Another topic that cognitive astrobiologists might study is the effect of spaceflight on the nervous system. What are the effects of low gravity on neural function, not just in the central nervous systems but also in the autonomic and somatic nervous systems? To study this question, NASA has been launching jellyfish into space since the early 1990s. The point of this was to study the effects of microgravity-induced weightlessness on lifelong development of an organism.
The reason NASA chose jellyfish is because they orient themselves using gravity, just like humans. The results of the study weren’t encouraging: while spacefaring jellyfish seem morphologically similar to earth-bound jellyfish, they ended up developing motor problems, particularly pulsing and movement abnormalities. Researchers concluded that this deficit was either due to abnormal development of graviceptors or of the neuromuscular system, or a problem in how graviceptors and the neuromuscular system interact. This suggests that humans who spend too much time in space will face similar problems, especially if they are born there (which might be necessary if we engage in very long-term spaceflights).

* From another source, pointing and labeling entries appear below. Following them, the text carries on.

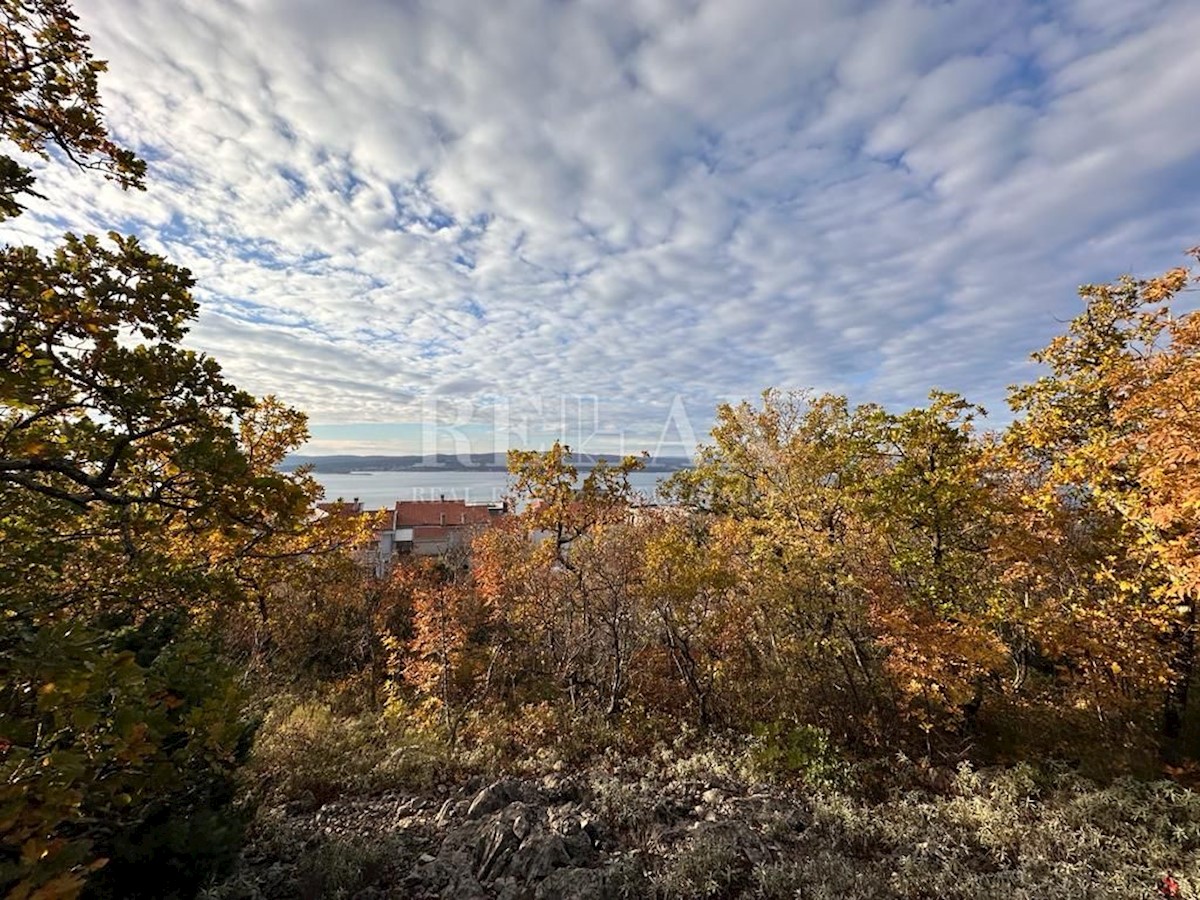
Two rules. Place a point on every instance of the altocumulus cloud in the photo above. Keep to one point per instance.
(388, 203)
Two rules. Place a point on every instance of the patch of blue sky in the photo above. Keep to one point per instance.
(295, 181)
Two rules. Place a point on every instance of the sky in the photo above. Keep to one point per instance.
(469, 226)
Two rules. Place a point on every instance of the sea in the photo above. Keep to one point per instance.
(377, 490)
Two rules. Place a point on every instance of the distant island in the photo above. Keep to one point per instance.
(453, 462)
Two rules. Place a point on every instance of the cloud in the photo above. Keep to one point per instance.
(395, 204)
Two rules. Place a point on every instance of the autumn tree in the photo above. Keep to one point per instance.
(1107, 447)
(138, 492)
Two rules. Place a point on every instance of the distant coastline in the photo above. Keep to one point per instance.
(347, 465)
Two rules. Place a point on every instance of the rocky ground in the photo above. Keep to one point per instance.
(643, 831)
(555, 837)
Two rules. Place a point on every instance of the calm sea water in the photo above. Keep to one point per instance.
(377, 490)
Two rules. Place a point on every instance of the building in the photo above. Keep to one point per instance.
(436, 527)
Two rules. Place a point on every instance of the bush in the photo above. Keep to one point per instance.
(781, 753)
(309, 754)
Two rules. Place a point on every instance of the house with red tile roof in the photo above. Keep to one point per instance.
(436, 527)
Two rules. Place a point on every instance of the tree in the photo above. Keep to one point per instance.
(49, 100)
(138, 502)
(1107, 448)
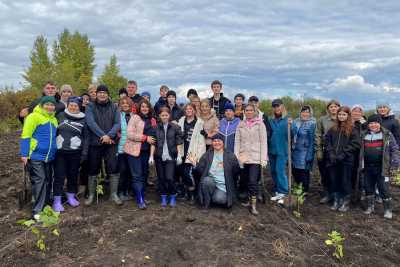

And then of course there is the possibility that SETI picks up a signal from an intelligent species elsewhere in the universe and we send out a mission to make first contact. Surely we’d include a cognitive scientist on the mission to learn something about how this other species perceives, reasons, and communicates? Their “nervous system” (if we can even assume that they’d have anything analogous to a nervous system) would presumably be wildly different from that of organisms found on our planet. But studying them would certainly give cognitive scientists a much more objective understanding of how intelligence arises in general, not just in the squishy, carbon-based organisms we find on Earth. It would also teach us more about the evolutionary role of intelligence: as far as we can tell, there’s no reason intelligent life should have evolved on Earth, and yet it did. Not just in humans, but in species like dolphins and elephants that split from us evolutionarily nearly 100 million years ago. Might we find similar convergent evolution of intelligence elsewhere? Who knows.